強く掴まれている手が、もう私のではないみたいに動いてくれないのだ。
「ねぇ、チャン、」
「っ・・・」
「どうして僕から離れようとするの?」
「ぁ、」
「どうして、僕と目を合わせてくれないのかな?」
「も、申し訳ござい、ません・・・!」
「どうして?なんで謝るの?」
白蘭様が俯き気味の私の顔を覗き込んだ。
ふわりと揺れた髪の毛に、涙がこぼれそうになる。
やめて、やめてください・・・。
そう言って、この人から離れたい。
笑顔なのに、全然笑ってない白蘭様が怖くて仕方が無い。
瞳が、すべてを支配するかのような光が嫌だ。
「ホント、チャンって」
そう言いかけ、白蘭様の指が私の頬をすべる。
ぞわりと、背中が粟立った。
吐き気さえ覚えるこの感じは、なに?
固まって動けずにいる私に対して、彼の指は楽しそうに私の横髪を弄ぶ。
そして、
「っ・・・!!!」
ふいに髪を強く引っ張られ、動けずにいた私はいとも簡単に彼の腕の中に閉じ込められた。
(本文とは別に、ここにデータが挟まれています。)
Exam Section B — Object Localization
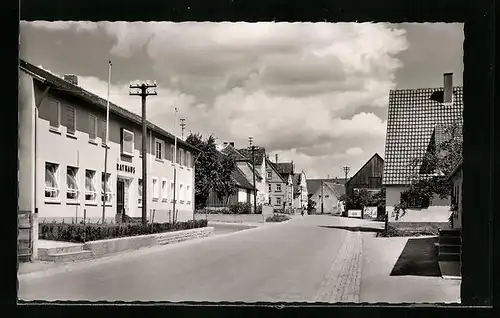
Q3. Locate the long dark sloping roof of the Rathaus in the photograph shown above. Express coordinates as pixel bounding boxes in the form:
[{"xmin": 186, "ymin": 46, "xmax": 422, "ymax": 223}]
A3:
[{"xmin": 19, "ymin": 59, "xmax": 200, "ymax": 152}]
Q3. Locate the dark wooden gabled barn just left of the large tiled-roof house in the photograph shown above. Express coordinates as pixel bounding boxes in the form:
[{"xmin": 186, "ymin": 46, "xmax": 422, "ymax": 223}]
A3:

あまりにも突然のことだったので痛みと驚きで手に持っていたくしゃくしゃの書類を床に散りばめてしまった。
彼の腕の中、自分の心臓が嫌な音を立てて鼓動する。
密着している体を少しでも離そうと腕で彼の体を押すが、ビクともしない。
「無駄だよ。そんな力で僕を離せるとでも思ってる?」
「、は、離れてくださ、い・・・!」
「ふふっ本当にチャンは、可愛くて・・・愚かで、惨めで、とことん虐めたくなるね」
耳元で白蘭様が、優しく、残酷な言葉を吐く。
微かに吐息の交ざるその声は、なんていう毒を含んでいるんだろう。
私は震えながらも、彼の顔を恐る恐る見た。
そこにはいつもとは違う、冷めた瞳でない、どこか熱を含んだ瞳があった。
その瞳を見た瞬間、我慢していた涙が私の頬をすべり落ちていった。
次々に、私の涙腺は壊れてしまったのかと思うくらいの勢いで流れていく。
それとともに、私は彼の体を先ほどとは違い、強く押した。
離れたい、離れなきゃ、離れないと・・・!
本能的に私のすべてが彼に恐怖を強め、拒絶している。
だが、どんなに強く押しても彼の束縛は緩むことがなかった。
むしろ、どんどん私を抱き締める腕に力を込め、息がし辛くなった。
「や、やだ・・・っはな、離してください・・・っ」
「・・・いいね、その顔。すごくそそるよ」
楽しそうに歪む口元。
もう一度、「離れて」という前に私の口は彼に塞がれた。
頭が真っ白になって、私の力が抜けていく。
すべてを奪い去るような、苦しくて苦い、口付け。
嫌な水音が私の鼓膜を刺激する。
それから、私の頬に流れた涙を辿るように這う白蘭様の舌の気持ち悪い感触がした。
そこで、私の思考は途絶えた。
「Divenga squishiness per me.」
(僕のためにぐちゃぐちゃになってよ)
逃がさないよ、逃がすわけない、僕の大切な、大切な、玩具。
キスだけで、気絶。じゃあ、これ以上のことをしたらどうなのかな?
そう考えたら、・・・楽しくてしょうがなくなった。